A glimpse of Conant’s modified car culture

For some students, “turners” or modified cars are a fascination not limited by anything but the law. These students all share a common interest in customizing their rides. Sometimes their hard work may go unnoticed, so The Crier decided to share stories of three Conant turners and their prized possessions.

Nick Czubek’s 1997 Nissan 240sx S14 “Kouki”

Czubek drifts on an open road.Nick Czubek

Czubek drifts on an open road.

Nick Czubek, ‘17, spends his free time at Great Lakes Dragaway in Union Grove, Wisconsin, sliding around in his 1997 Nissan 240SX S14 “Kouki”. Czubek is involved in drifting, which is the sport of losing traction on purpose while still maintaining control.

For some, having a car lose grip on the road is an accident waiting to happen. For Czubek, however, his whole car is built around going sideways. “My favorite modification to this car is the coilovers. It allows me to adjust my ride height. Lowering or raising your car can make a day-and-night difference in how it handles,” said the aspiring drifter.

Other drifting-oriented modifications include a racing seat, which is a seat made to hold one person; quick release steering wheel, a steering wheel that can be removed with the push of a button; and a limited slip differential, a device which automatically reduces the loss of drive which can result from spinning wheels on one side of an axle. The racing seat is fixed-back, which means it doesn’t recline and adjust. The benefit of this, Czubek said, is the seat is more rigid in the case of accidents and prevents the driver from slipping when making high-speed turns.

Although the seat keeps him planted, Czubek said it also makes it difficult for him to get in and out of the car. That’s where his aftermarket steering wheel setup comes to the rescue. Having the quick release function allows him to remove the wheel and give him more space to climb into the car.

“The car isn’t perfect. The body is a bit rough, but it’s mechanically sound, which is rare especially for an almost 20-year-old car!” Czubek exclaimed. ”Spotting these cars is quite uncommon, and all the looks I get from people make all the hours of work worth it.”

Wally Schroeder’s 2002 Subaru Impreza WRX (World Rally eXperimental)

Wally Schroeder, ‘18, is an avid member of the Engineering and Automotive Club, and he maintains a mundane-looking sedan. However, it is anything but ordinary.

Schroeder sits atop his Sudan.Wally Schroeder

Schroeder sits atop his Sudan.

“The car isn’t fitted with flashy body kits or wings, but the beauty of it is under the hood,” Schroeder said. “Because of U.S. restrictions, Domestic Market WRX’s have a weaker engine that complies with U.S. emission standards.”

Schroeder’s Impreza WRX has a motor swapped from a JDM (Japanese Domestic Market) WRX STi, which is a more expensive and track-oriented model of the WRX.

The Japanese engine has stronger internals and handles more power. To complete his swap, his engine is fitted with a custom 3in exhaust and K&N Intake, which is an assembly of parts used to bring relatively cool air into a car’s internal-combustion engine.

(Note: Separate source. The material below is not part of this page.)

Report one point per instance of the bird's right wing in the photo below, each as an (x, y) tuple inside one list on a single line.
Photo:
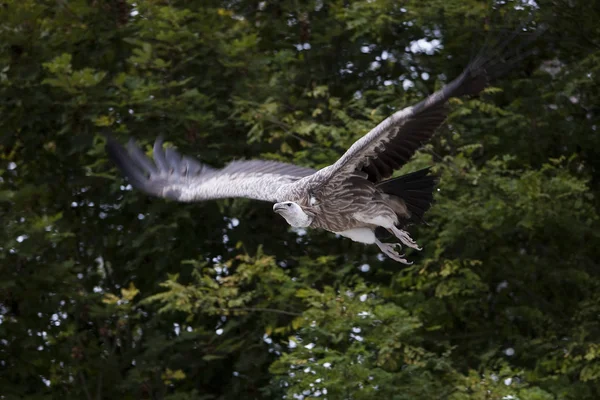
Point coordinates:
[(185, 179)]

While most modifications are under the hood, there’s a few subtle exterior changes that may go unnoticed. The car is lowered on Raceland Coilovers, an automobile suspension device, and is paired with gold Enkei T6S wheels.

“I chose gold for the wheels because I think it really complements the ‘World Rally Blue’ and keeps the signature Subaru color scheme,” Schroeder explained.

Schroeder retained the car’s original look while still adding subtle tweaks to make his car stand out from the other WRX’s. He says he lets the interior of the car “do most of the talking.”

Scott Gurke’s 2000 Honda Prelude Type SH (Super Handling)

Gurke's parked car.Scott Gurke

Gurke’s parked car.

Scott Gurke, ‘17, blends into traffic well, but his car doesn’t get to show its potential on public roads. On the track it’s a different story.

“No shiny blue or red for me,” said Gurke, patting his sleek black car. Just like Schroeder’s car, the biggest thing that sets Gurke’s car apart is underneath the hood.

The Prelude has an engine swapped from a Prelude Type S, a high performance model only sold in Japan. This means it bypasses United States vehicle regulations and restrictions.

“The car stays true to its roots,” Gurke said. “The motor gives the car a huge bump in power and reliability.”

Gurke doesn’t plan on crazy exterior modifications. He said that the original look of the car combined with the JDM motor really shows off its Asian heritage.

Topped off with a Greddy Exhaust, Gurke has been successful in making a car that can turn from a daily driver to a race car in the stomp of a pedal.